Las velas se vuelven
picoteadas por un dogo de niebla.
Giran hasta el guiñapo,
donde el gran viento les busca las hilachas.
Empieza a volver el círculo
de aullidos penetrantes,
los nombres se borran, un pedazo
de madera ablandada por las aguas,
contornea el sexo dormilón del alcatraz.
La proa fabrica un abismo
para que el gran viento le muerda los huesos.
Crecen los huesos abismados,
las arenas calientan
las piedras del cuerpo en su sueño
y los huevos con el reloj central.
El alción se envuelve en las velas,
entra y sale en la blasfemia neblinosa.
Parece con su pico
impulsar la rotación de la fragata.
Gira el barco hacia el centro
del guiñapo de seda.
Sopladas desde abajo
las velas se despedazan
en la blancura transparente del oleaje.
Una fragata
con todas sus velas presuntuosas,
gira golpeada por un grotesco Eolo,
hasta anclarse en un círculo,
azul inalterable con bordes amarillos,
en el lente cuadriculado de un prismático.
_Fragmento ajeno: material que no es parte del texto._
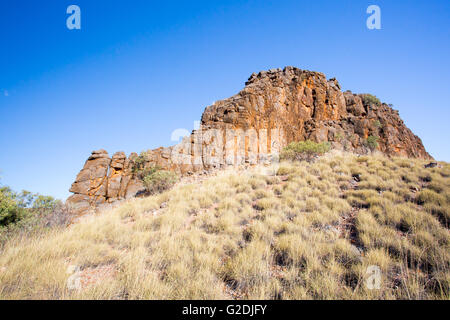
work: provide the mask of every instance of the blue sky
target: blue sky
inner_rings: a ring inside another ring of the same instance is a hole
[[[287,65],[392,103],[450,161],[449,24],[447,0],[2,1],[0,183],[64,199],[92,150],[169,146],[252,72]]]

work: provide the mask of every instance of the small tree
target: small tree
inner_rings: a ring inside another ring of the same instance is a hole
[[[329,142],[317,143],[311,140],[292,142],[283,149],[280,159],[311,162],[318,156],[328,152],[330,148]]]
[[[177,175],[172,171],[154,170],[144,177],[143,182],[147,192],[155,194],[170,189],[177,180]]]

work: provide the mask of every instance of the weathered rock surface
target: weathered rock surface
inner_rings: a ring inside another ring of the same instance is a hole
[[[342,92],[336,79],[320,72],[286,67],[254,73],[237,95],[208,106],[201,125],[172,147],[147,152],[146,166],[187,175],[200,170],[269,161],[292,141],[329,141],[334,148],[365,154],[367,139],[378,137],[387,155],[431,158],[419,137],[384,103],[364,94]],[[110,158],[92,152],[67,200],[82,212],[143,191],[133,174],[138,155]]]

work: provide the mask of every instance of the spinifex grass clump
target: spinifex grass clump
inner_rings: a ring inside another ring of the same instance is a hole
[[[311,140],[292,142],[286,148],[283,149],[280,159],[281,160],[306,160],[311,162],[317,157],[330,151],[329,142],[314,142]]]

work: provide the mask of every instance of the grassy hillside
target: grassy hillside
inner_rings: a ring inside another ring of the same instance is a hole
[[[178,185],[9,240],[0,298],[449,299],[450,165],[424,164],[332,152]]]

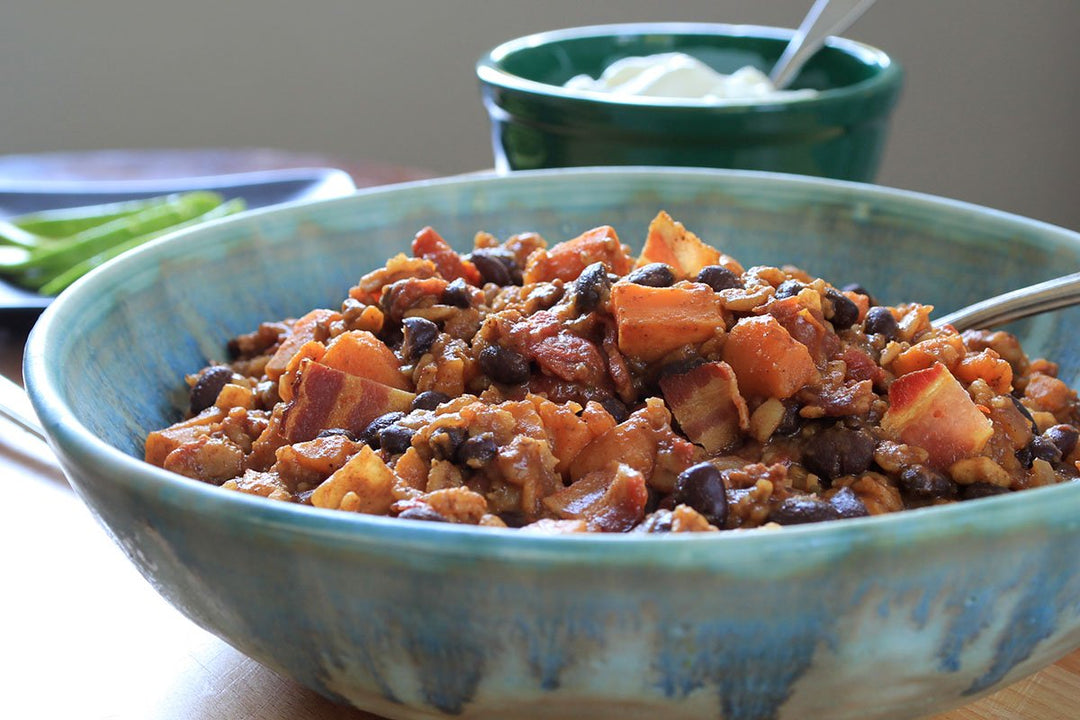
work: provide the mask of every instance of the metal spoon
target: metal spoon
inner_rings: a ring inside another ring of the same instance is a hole
[[[23,430],[45,439],[45,430],[30,407],[26,391],[4,375],[0,375],[0,417],[6,417]]]
[[[959,332],[972,328],[992,328],[1077,303],[1080,303],[1080,272],[980,300],[943,315],[934,321],[934,327],[952,325]]]
[[[935,327],[952,325],[957,331],[991,328],[1013,320],[1059,310],[1080,303],[1080,272],[1047,280],[968,305],[934,321]],[[26,391],[0,375],[0,417],[45,439],[45,430],[29,409]]]
[[[803,64],[825,44],[825,38],[847,30],[873,4],[874,0],[817,0],[769,73],[776,89],[782,90],[795,79]]]

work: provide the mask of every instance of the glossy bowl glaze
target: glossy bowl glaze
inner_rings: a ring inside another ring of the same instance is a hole
[[[677,165],[869,181],[880,164],[902,84],[881,50],[832,38],[794,88],[816,97],[729,102],[615,97],[567,90],[615,60],[685,52],[731,73],[768,73],[793,32],[702,23],[569,28],[511,40],[477,63],[500,170],[582,165]]]
[[[391,718],[913,717],[1080,645],[1080,485],[780,531],[538,537],[278,503],[141,461],[182,377],[260,321],[336,307],[431,224],[556,242],[664,208],[747,265],[945,312],[1080,266],[1080,236],[813,178],[664,168],[463,178],[260,210],[90,274],[29,341],[79,495],[176,607],[277,672]],[[1076,310],[1017,326],[1080,375]]]

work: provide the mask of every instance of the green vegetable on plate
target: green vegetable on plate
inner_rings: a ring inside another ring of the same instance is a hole
[[[24,215],[9,221],[6,234],[0,227],[0,275],[52,295],[121,252],[244,207],[243,200],[196,190]]]

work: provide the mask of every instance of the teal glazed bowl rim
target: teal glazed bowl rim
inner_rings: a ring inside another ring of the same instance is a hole
[[[830,37],[825,47],[842,52],[859,60],[867,67],[878,68],[870,77],[849,85],[818,90],[813,96],[796,95],[776,99],[732,99],[705,102],[682,98],[656,98],[589,90],[574,90],[559,85],[530,80],[503,68],[507,58],[533,48],[567,40],[589,38],[615,38],[619,36],[702,36],[747,37],[788,42],[795,31],[763,25],[732,25],[720,23],[620,23],[612,25],[589,25],[560,30],[548,30],[508,40],[490,50],[476,63],[476,75],[482,84],[519,92],[531,97],[549,97],[571,103],[599,103],[603,106],[638,108],[657,112],[703,110],[717,114],[746,113],[749,110],[779,111],[796,108],[825,108],[846,104],[853,99],[887,95],[898,89],[903,80],[901,65],[885,51],[855,40]]]
[[[62,347],[69,328],[77,327],[80,310],[89,298],[103,292],[122,293],[132,269],[151,265],[175,252],[178,246],[203,238],[208,243],[225,226],[257,223],[288,217],[298,209],[330,209],[357,198],[379,198],[403,193],[438,193],[441,188],[482,186],[486,183],[543,182],[547,177],[619,176],[635,174],[651,179],[712,176],[748,183],[776,182],[788,187],[817,187],[830,197],[875,200],[897,199],[911,205],[945,209],[957,214],[977,214],[989,222],[1009,227],[1022,224],[1035,228],[1051,244],[1080,246],[1080,234],[990,210],[969,203],[862,183],[745,170],[705,168],[574,168],[520,171],[508,176],[443,178],[374,188],[342,198],[296,202],[243,213],[234,218],[170,234],[97,268],[62,293],[41,316],[27,343],[24,374],[27,390],[50,445],[57,452],[75,489],[78,473],[89,468],[107,473],[111,482],[136,492],[148,489],[162,502],[184,508],[194,515],[243,516],[265,527],[296,531],[306,537],[333,541],[335,547],[388,543],[396,548],[423,550],[431,556],[528,559],[545,566],[582,563],[642,564],[646,566],[737,570],[747,576],[763,577],[775,572],[769,561],[810,563],[834,560],[856,546],[888,547],[905,538],[920,541],[958,533],[995,535],[1006,529],[1030,525],[1039,518],[1080,518],[1080,484],[1067,483],[1033,488],[1007,496],[988,497],[967,503],[907,510],[899,513],[856,518],[812,525],[785,527],[778,531],[754,530],[726,533],[686,533],[671,535],[560,536],[523,533],[511,529],[475,528],[463,525],[403,521],[342,511],[268,501],[245,493],[229,492],[149,465],[141,458],[116,448],[81,423],[64,399],[64,388],[77,378],[50,362]],[[200,241],[203,242],[203,241]],[[224,343],[226,338],[222,337]],[[163,393],[168,388],[161,389]],[[147,428],[150,430],[151,428]],[[1080,519],[1074,521],[1080,527]],[[344,544],[344,545],[343,545]],[[725,552],[715,552],[722,548]],[[763,562],[764,561],[764,562]]]

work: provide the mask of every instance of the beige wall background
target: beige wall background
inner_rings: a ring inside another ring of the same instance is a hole
[[[792,27],[811,0],[5,0],[0,154],[263,146],[490,166],[473,63],[571,25]],[[905,67],[879,182],[1080,230],[1080,0],[878,0]]]

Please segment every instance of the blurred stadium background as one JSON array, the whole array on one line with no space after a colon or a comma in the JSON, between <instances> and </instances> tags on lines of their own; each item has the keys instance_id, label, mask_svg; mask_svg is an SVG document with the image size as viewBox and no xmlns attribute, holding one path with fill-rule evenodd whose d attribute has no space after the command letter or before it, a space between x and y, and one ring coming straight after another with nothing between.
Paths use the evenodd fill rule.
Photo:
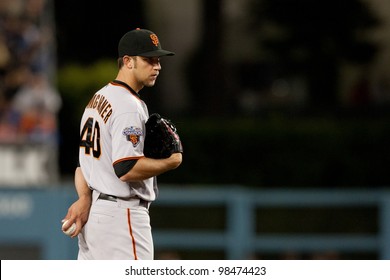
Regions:
<instances>
[{"instance_id":1,"label":"blurred stadium background","mask_svg":"<svg viewBox=\"0 0 390 280\"><path fill-rule=\"evenodd\" d=\"M185 146L157 258L390 259L389 1L0 0L1 259L75 258L79 119L137 27Z\"/></svg>"}]
</instances>

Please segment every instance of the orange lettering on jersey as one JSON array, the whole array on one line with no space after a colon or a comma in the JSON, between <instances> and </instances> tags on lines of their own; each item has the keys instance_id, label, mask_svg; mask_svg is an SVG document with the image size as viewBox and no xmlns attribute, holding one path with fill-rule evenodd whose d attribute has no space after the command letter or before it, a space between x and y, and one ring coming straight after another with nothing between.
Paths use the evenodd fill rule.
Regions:
<instances>
[{"instance_id":1,"label":"orange lettering on jersey","mask_svg":"<svg viewBox=\"0 0 390 280\"><path fill-rule=\"evenodd\" d=\"M95 102L95 98L96 98L96 94L94 94L94 95L92 96L91 100L89 100L89 102L88 102L86 108L92 108L93 103Z\"/></svg>"},{"instance_id":2,"label":"orange lettering on jersey","mask_svg":"<svg viewBox=\"0 0 390 280\"><path fill-rule=\"evenodd\" d=\"M152 39L152 43L153 45L155 45L156 47L158 46L158 37L156 34L150 34L150 39Z\"/></svg>"},{"instance_id":3,"label":"orange lettering on jersey","mask_svg":"<svg viewBox=\"0 0 390 280\"><path fill-rule=\"evenodd\" d=\"M107 123L108 119L112 115L111 104L108 103L107 99L100 94L95 94L88 102L86 108L96 109L96 111L102 117L104 123Z\"/></svg>"},{"instance_id":4,"label":"orange lettering on jersey","mask_svg":"<svg viewBox=\"0 0 390 280\"><path fill-rule=\"evenodd\" d=\"M104 123L106 123L108 121L108 119L111 117L112 115L112 109L111 109L111 105L107 106L107 107L110 107L110 111L107 112L106 116L104 117Z\"/></svg>"},{"instance_id":5,"label":"orange lettering on jersey","mask_svg":"<svg viewBox=\"0 0 390 280\"><path fill-rule=\"evenodd\" d=\"M104 120L104 122L107 122L108 118L110 116L107 117L108 113L111 112L111 105L110 103L108 103L108 105L104 108L104 110L100 113L100 116L102 117L102 119ZM110 113L111 115L111 113Z\"/></svg>"},{"instance_id":6,"label":"orange lettering on jersey","mask_svg":"<svg viewBox=\"0 0 390 280\"><path fill-rule=\"evenodd\" d=\"M100 100L100 94L96 94L95 100L94 100L94 102L93 102L93 104L92 104L92 108L93 108L93 109L96 108L96 106L97 106L98 103L99 103L99 100Z\"/></svg>"},{"instance_id":7,"label":"orange lettering on jersey","mask_svg":"<svg viewBox=\"0 0 390 280\"><path fill-rule=\"evenodd\" d=\"M100 99L99 101L99 104L97 105L97 108L96 110L99 112L100 115L102 115L103 111L104 111L104 108L107 107L107 104L110 105L107 101L107 99L104 98L104 96L102 96L102 98Z\"/></svg>"}]
</instances>

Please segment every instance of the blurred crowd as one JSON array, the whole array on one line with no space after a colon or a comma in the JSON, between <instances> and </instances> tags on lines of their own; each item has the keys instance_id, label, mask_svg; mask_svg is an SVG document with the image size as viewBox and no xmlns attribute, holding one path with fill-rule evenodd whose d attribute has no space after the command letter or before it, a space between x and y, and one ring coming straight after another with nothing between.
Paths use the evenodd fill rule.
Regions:
<instances>
[{"instance_id":1,"label":"blurred crowd","mask_svg":"<svg viewBox=\"0 0 390 280\"><path fill-rule=\"evenodd\" d=\"M0 144L57 141L52 4L0 1Z\"/></svg>"}]
</instances>

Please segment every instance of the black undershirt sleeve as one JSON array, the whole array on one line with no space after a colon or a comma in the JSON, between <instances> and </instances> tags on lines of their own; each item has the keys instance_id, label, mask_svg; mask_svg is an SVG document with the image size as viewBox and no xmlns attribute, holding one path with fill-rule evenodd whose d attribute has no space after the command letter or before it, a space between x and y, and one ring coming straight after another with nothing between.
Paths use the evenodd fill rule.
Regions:
<instances>
[{"instance_id":1,"label":"black undershirt sleeve","mask_svg":"<svg viewBox=\"0 0 390 280\"><path fill-rule=\"evenodd\" d=\"M125 175L127 172L129 172L134 167L134 165L137 163L137 161L138 161L137 159L131 159L131 160L125 160L125 161L121 161L121 162L114 164L114 170L115 170L116 176L118 176L118 178L120 178L123 175Z\"/></svg>"}]
</instances>

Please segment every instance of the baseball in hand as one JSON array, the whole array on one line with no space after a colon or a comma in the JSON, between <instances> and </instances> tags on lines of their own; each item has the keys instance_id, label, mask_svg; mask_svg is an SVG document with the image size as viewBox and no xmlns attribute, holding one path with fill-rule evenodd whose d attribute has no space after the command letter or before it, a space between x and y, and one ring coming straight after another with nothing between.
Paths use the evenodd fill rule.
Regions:
<instances>
[{"instance_id":1,"label":"baseball in hand","mask_svg":"<svg viewBox=\"0 0 390 280\"><path fill-rule=\"evenodd\" d=\"M69 235L71 236L74 231L76 230L76 224L73 223L66 231L64 231L64 227L66 226L66 224L68 223L68 220L64 221L64 223L62 224L62 231L66 234L66 235Z\"/></svg>"}]
</instances>

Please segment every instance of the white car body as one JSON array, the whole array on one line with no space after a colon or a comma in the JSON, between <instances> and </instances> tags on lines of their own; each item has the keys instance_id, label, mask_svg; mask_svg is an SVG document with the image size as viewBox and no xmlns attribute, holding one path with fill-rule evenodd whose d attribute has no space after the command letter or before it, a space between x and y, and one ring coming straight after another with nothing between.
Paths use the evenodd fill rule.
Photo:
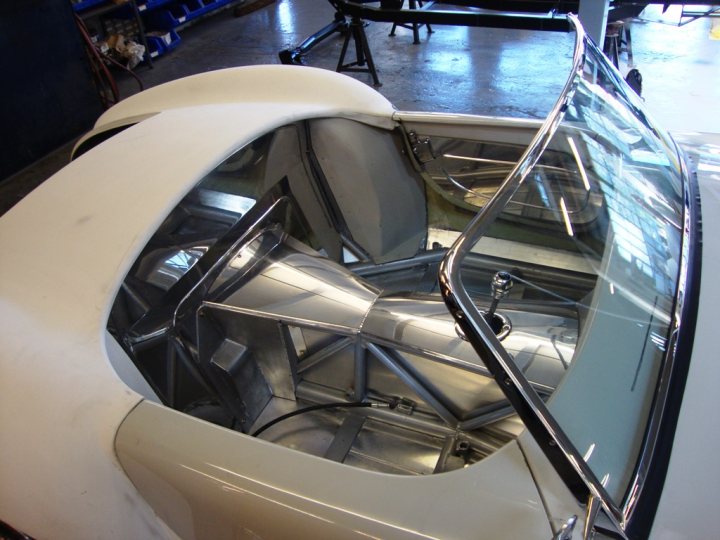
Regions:
<instances>
[{"instance_id":1,"label":"white car body","mask_svg":"<svg viewBox=\"0 0 720 540\"><path fill-rule=\"evenodd\" d=\"M300 84L300 79L305 84ZM267 86L260 84L263 80ZM292 100L280 90L291 82L295 88ZM2 446L0 506L4 519L34 537L173 536L160 519L165 516L159 517L148 506L117 460L117 429L143 397L113 369L105 330L115 292L159 220L203 177L208 164L222 161L275 126L297 118L337 115L361 117L378 125L393 121L394 110L379 94L327 71L268 66L196 76L171 83L169 102L173 103L173 94L179 105L183 96L204 95L197 84L202 84L203 90L223 89L221 99L227 101L236 95L234 88L251 88L257 101L179 107L157 114L113 139L117 144L98 148L99 152L71 163L3 217L2 342L7 354L3 354L2 372L13 375L2 378L0 423L4 440L22 443ZM302 90L306 95L300 94ZM145 97L142 94L138 99ZM153 105L160 106L158 102L135 106L133 101L127 100L111 112L137 117L154 112ZM103 117L98 126L104 125ZM124 164L122 169L108 169L107 163L115 160ZM148 182L152 182L151 190ZM138 192L143 193L141 198ZM128 208L132 208L130 219ZM28 229L28 220L38 215L40 221ZM64 240L69 238L72 245ZM105 241L98 242L98 238ZM53 265L53 271L47 272L47 267L38 266L38 258L63 264ZM66 308L57 310L58 306ZM42 339L37 339L39 334ZM48 358L57 361L48 364ZM37 372L44 376L37 378ZM23 407L18 415L13 403L30 407ZM187 420L173 411L155 413L168 415L163 424ZM202 424L199 420L192 423ZM45 427L30 428L39 424ZM183 425L181 429L192 427ZM223 439L226 434L218 436ZM232 529L225 529L228 538L236 533L240 537L290 537L298 530L308 537L384 536L393 531L390 534L397 537L446 538L471 536L479 529L489 532L493 527L502 535L508 521L517 524L518 519L529 531L551 534L516 448L508 449L507 457L498 456L501 463L496 468L477 471L480 478L465 474L462 479L366 479L341 466L333 477L321 477L313 469L316 458L258 445L243 437L233 437L230 446L227 442L204 441L204 450L222 454L218 460L242 464L231 471L255 465L242 476L223 471L218 464L200 471L198 474L208 475L210 486L226 486L227 506L205 508L210 513L200 518L192 515L187 503L182 504L180 508L187 511L183 517L186 527L176 531L182 538L221 538L223 534L216 528L226 526L228 519L235 521ZM260 459L268 459L272 453L279 454L272 458L279 466L262 467ZM508 482L518 467L520 477ZM366 488L360 487L368 480ZM380 485L376 485L378 480ZM408 480L433 485L421 490ZM475 486L486 482L495 488L483 496ZM344 486L348 485L355 488L347 490ZM382 498L363 497L367 504L363 510L355 505L357 491L373 493L377 489L383 491ZM493 505L497 489L507 490L501 499L517 503L510 509ZM463 501L470 491L475 492L477 501L467 512ZM442 507L437 505L438 493L445 494ZM343 502L343 496L349 500ZM405 509L389 506L388 497ZM274 508L272 513L269 507ZM416 514L423 507L435 507L438 512L434 518L426 514L425 524L417 522ZM453 516L450 508L463 515ZM220 515L212 515L214 512ZM322 527L314 531L316 519Z\"/></svg>"},{"instance_id":2,"label":"white car body","mask_svg":"<svg viewBox=\"0 0 720 540\"><path fill-rule=\"evenodd\" d=\"M547 539L571 516L582 519L582 505L529 433L440 475L362 471L164 407L109 336L124 277L185 194L263 133L324 117L389 129L401 115L367 86L312 68L238 68L169 83L108 111L96 132L142 121L2 217L1 520L58 539ZM716 531L710 494L720 480L720 430L712 421L720 367L712 313L720 244L712 231L720 230L720 156L707 144L697 156L703 281L652 529L660 539Z\"/></svg>"}]
</instances>

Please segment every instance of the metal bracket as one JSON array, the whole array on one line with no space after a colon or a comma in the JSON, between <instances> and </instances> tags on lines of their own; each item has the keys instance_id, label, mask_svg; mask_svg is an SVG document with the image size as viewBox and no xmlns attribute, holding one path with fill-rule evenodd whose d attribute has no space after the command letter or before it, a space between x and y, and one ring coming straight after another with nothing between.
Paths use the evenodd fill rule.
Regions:
<instances>
[{"instance_id":1,"label":"metal bracket","mask_svg":"<svg viewBox=\"0 0 720 540\"><path fill-rule=\"evenodd\" d=\"M435 151L430 137L421 137L414 131L408 133L410 149L420 163L427 163L435 159Z\"/></svg>"},{"instance_id":2,"label":"metal bracket","mask_svg":"<svg viewBox=\"0 0 720 540\"><path fill-rule=\"evenodd\" d=\"M400 398L395 405L395 410L410 416L412 413L415 412L416 406L417 404L411 399Z\"/></svg>"},{"instance_id":3,"label":"metal bracket","mask_svg":"<svg viewBox=\"0 0 720 540\"><path fill-rule=\"evenodd\" d=\"M568 520L563 523L563 526L553 536L553 540L572 540L573 531L575 530L575 524L577 523L577 516L570 516Z\"/></svg>"}]
</instances>

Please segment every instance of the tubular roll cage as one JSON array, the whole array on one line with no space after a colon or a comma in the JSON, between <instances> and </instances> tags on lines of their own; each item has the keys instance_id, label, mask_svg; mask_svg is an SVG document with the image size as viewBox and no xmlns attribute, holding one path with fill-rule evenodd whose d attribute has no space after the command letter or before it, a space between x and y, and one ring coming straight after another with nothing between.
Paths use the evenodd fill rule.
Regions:
<instances>
[{"instance_id":1,"label":"tubular roll cage","mask_svg":"<svg viewBox=\"0 0 720 540\"><path fill-rule=\"evenodd\" d=\"M498 7L501 4L500 2L492 0L455 0L452 2L454 5L487 9L493 9L494 7L495 9L505 10L505 13L502 14L492 14L428 9L433 5L440 4L439 1L425 2L419 9L402 9L401 0L382 0L379 8L365 5L373 1L377 2L377 0L328 1L336 9L335 20L313 36L310 36L300 47L294 50L282 51L280 53L282 62L300 64L300 57L320 41L329 37L335 31L347 30L348 35L338 64L338 71L369 72L373 75L376 85L379 85L379 82L372 64L367 39L362 30L363 20L409 25L439 24L564 32L574 30L576 32L572 69L557 102L523 156L503 181L501 187L471 220L465 231L450 248L440 265L438 278L445 303L458 326L483 359L508 401L517 411L527 429L570 491L580 504L586 505L585 537L590 537L592 528L596 525L596 521L600 516L600 509L604 510L603 514L607 519L603 520L602 524L598 522L597 526L605 530L605 532L620 538L641 534L638 531L652 523L654 506L656 506L657 497L659 497L658 494L655 495L654 503L643 502L641 494L644 492L643 488L646 484L662 484L665 474L662 463L666 462L669 456L668 448L671 442L668 441L672 441L677 422L679 406L672 403L671 407L669 402L678 401L676 398L678 392L679 395L682 393L681 389L684 385L687 370L685 366L683 372L683 366L679 365L679 362L675 360L677 349L679 347L687 349L692 346L692 334L694 332L692 307L697 301L698 290L697 285L694 285L693 281L689 279L689 275L695 274L699 270L697 268L699 249L693 248L692 253L690 253L690 246L698 243L700 234L694 227L694 220L699 211L693 194L694 185L686 182L684 208L686 227L682 244L684 256L681 258L683 263L678 288L680 292L674 310L671 346L668 347L666 359L661 368L662 374L656 388L655 401L648 420L639 461L625 498L622 504L618 505L612 500L607 490L583 459L582 454L578 452L557 420L552 416L545 402L514 364L508 352L502 347L478 308L471 301L460 278L460 267L463 259L470 253L477 240L485 234L488 226L502 212L525 177L537 164L557 131L564 118L567 106L575 94L578 80L582 77L588 52L592 51L593 55L602 56L602 52L586 36L576 16L558 14L558 11L577 7L578 2L508 0L502 2L504 6L502 8ZM650 3L653 2L646 2L646 4ZM671 1L666 3L677 4L680 2ZM627 2L622 0L616 0L613 3L614 6L625 4ZM532 10L534 14L507 13L509 9L530 10L531 8L534 8ZM351 18L350 23L346 17ZM351 31L353 34L351 34ZM358 62L353 65L363 65L367 60L369 69L344 69L349 66L343 65L342 61L351 35L355 37L356 52L358 54ZM682 174L686 180L689 178L684 164ZM691 221L693 223L690 223ZM658 473L656 478L651 480L651 475L655 473ZM648 495L644 498L649 501L653 499L653 496ZM638 508L641 508L641 511L636 512Z\"/></svg>"}]
</instances>

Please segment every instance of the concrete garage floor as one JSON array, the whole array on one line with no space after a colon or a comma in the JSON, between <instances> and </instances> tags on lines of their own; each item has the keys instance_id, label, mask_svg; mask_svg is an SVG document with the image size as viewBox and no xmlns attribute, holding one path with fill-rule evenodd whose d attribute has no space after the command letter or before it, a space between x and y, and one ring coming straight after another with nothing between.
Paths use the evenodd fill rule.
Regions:
<instances>
[{"instance_id":1,"label":"concrete garage floor","mask_svg":"<svg viewBox=\"0 0 720 540\"><path fill-rule=\"evenodd\" d=\"M151 87L213 69L277 64L280 50L296 47L328 24L333 13L322 0L277 0L239 18L227 10L181 30L180 46L138 74ZM662 14L659 7L650 7L632 23L643 97L650 113L671 130L720 132L720 41L709 39L709 19L682 27L678 20L679 8ZM428 34L422 28L421 43L414 45L410 30L399 28L389 37L389 24L366 28L382 83L378 91L398 109L524 118L543 118L550 110L570 67L572 35L433 29ZM333 36L306 63L334 70L341 46L340 35ZM352 55L353 50L348 59ZM352 76L372 82L368 74ZM123 97L137 91L132 79L118 77ZM0 214L60 169L73 143L0 182Z\"/></svg>"}]
</instances>

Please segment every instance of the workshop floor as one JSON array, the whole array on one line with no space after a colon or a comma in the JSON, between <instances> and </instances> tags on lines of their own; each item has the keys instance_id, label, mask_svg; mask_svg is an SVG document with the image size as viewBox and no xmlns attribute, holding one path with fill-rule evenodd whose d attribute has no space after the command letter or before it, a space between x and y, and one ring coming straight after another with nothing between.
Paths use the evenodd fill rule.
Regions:
<instances>
[{"instance_id":1,"label":"workshop floor","mask_svg":"<svg viewBox=\"0 0 720 540\"><path fill-rule=\"evenodd\" d=\"M671 130L720 132L720 41L709 39L709 19L678 26L678 10L662 14L650 7L632 23L643 97ZM150 87L213 69L276 64L280 50L296 47L331 22L333 13L322 0L277 0L238 18L227 10L182 30L180 46L138 74ZM572 57L569 34L436 26L431 34L421 29L421 43L414 45L410 30L399 28L395 37L389 30L382 23L366 29L382 83L378 91L402 110L542 118ZM306 63L335 69L341 46L341 37L333 36ZM352 76L372 82L368 74ZM137 91L130 78L119 83L123 97ZM0 182L0 215L61 168L72 143Z\"/></svg>"}]
</instances>

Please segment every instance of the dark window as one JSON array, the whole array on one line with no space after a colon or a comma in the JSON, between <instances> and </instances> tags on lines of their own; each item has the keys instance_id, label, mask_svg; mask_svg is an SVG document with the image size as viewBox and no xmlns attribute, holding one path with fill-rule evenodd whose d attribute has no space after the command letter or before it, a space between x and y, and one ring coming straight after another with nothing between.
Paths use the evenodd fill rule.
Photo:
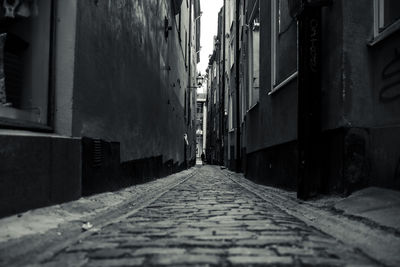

Allí se ve una fingida transparencia,
la fragata, amigada con el viento,
se desliza sobre un cordel de seda.
Los pájaros descansan
en el cobre tibio de la proa,
uno de ellos, el más provocativo,
aletea y canta.
Encantada cola de delfín
muestra la torrecilla en su creciente.
Hoy es un grabado
en el tenebrario de un aula nocturna.
Cuando se tachan las luces
comienza de nuevo su combate sin saciarse,
entre el dogo de nieblas y la blancura
desesperadamente sucesiva del oleaje.